Cut up a head of cauliflower into small florets then toss with some olive, salt, and pepper and roast in a 400 degree oven for 40 minutes.  You could also steam or boil if you prefer, or don’t have the oven space…but roasting is best.

Melt a tablespoon of butter in a large frying pan, add three tablespoons of breadcrumbs, and toast until golden brown, flipping often.  Set the breadcrumbs aside in a large bowl. 

Add a little bit of olive oil to the hot pan and do the same with a few tablespoons of slivered or chopped almonds.  Once toasted, scrape them into the bowl with the breadcrumbs.

In a small soup pot over low heat, add a couple of tablespoons each of wine vinegar and water, and two tablespoons of raisins.  Simmer for 5 minutes, drain, and add to the other ingredients along with a tablespoon of drained capers, a teaspoon each of finely chopped parsley, scallion greens, and, if you like, some tarragon.

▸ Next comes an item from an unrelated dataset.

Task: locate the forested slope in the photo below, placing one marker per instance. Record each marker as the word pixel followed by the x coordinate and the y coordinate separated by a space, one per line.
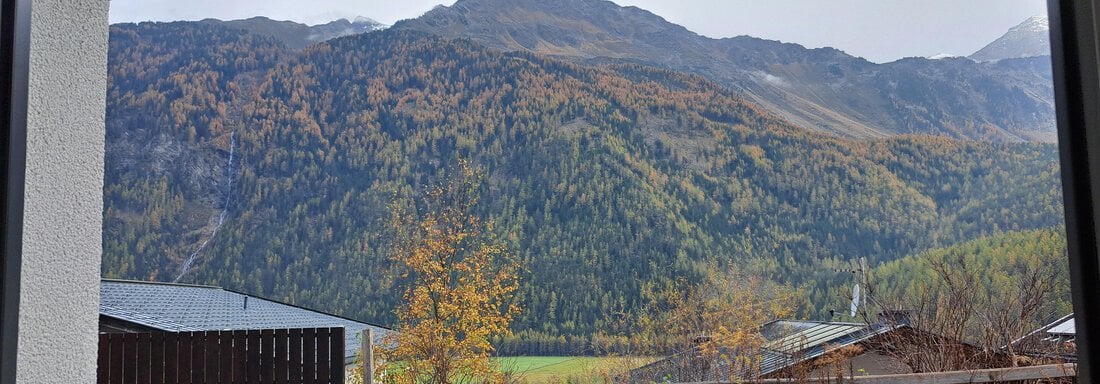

You could do all of the above hours before serving and leave the bowl at room temperature until serving.  When you’re ready to eat, slide in the hot cauliflower, toss well, and salt and pepper to taste.

Happy Merry! 

Monday, December 14, 2020

Korean Ketchup

Condiments rule, especially when you’re in a rush to get dinner on the table.  This three-ingredient sauce comes together in a minute and provides a tangy umami burst to all things fried, grilled meats, roast veggies, eggs, tofu, and of course, burgers.

BTW, not sure why it’s called Korean Ketchup other than the fact that I read about in a cookbook called, Korean Home Cooking by a NYC chef with Vermont ties, Sohui Kim.

In a small bowl stir together a quarter cup of ketchup with a tablespoon of Worcestershire sauce and Sriracha to taste.  That’s it.  And I’m betting that after you taste it, you’ll want to make a double or triple batch…it keeps in the fridge for ages.


Tuesday, December 1, 2020

Everything Tuna Melt

 

I didn’t think it would be possible, but tuna melts just got better!  And all I did differently was use a freshly baked everything bagel from the Sweet Spot instead of bread.

While the bagel halves are toasting, combine a can of drained tuna fish with a finely chopped scallion, a tablespoon of relish, banana peppers, or capers, and any of the everything bits that may have fallen off the bagels. 

Stir in some mayo then salt and pepper to taste.  Spread the tuna evenly on the toasted bagel halves, then cover each with some thinly sliced or shredded Vermont cheddar.  Put back in the toaster and get ready, because in about four minutes you’ll be savoring one of the best stick-season treats ever.

Just another reminder of how lucky are we to be living alongside so many passionate food producers.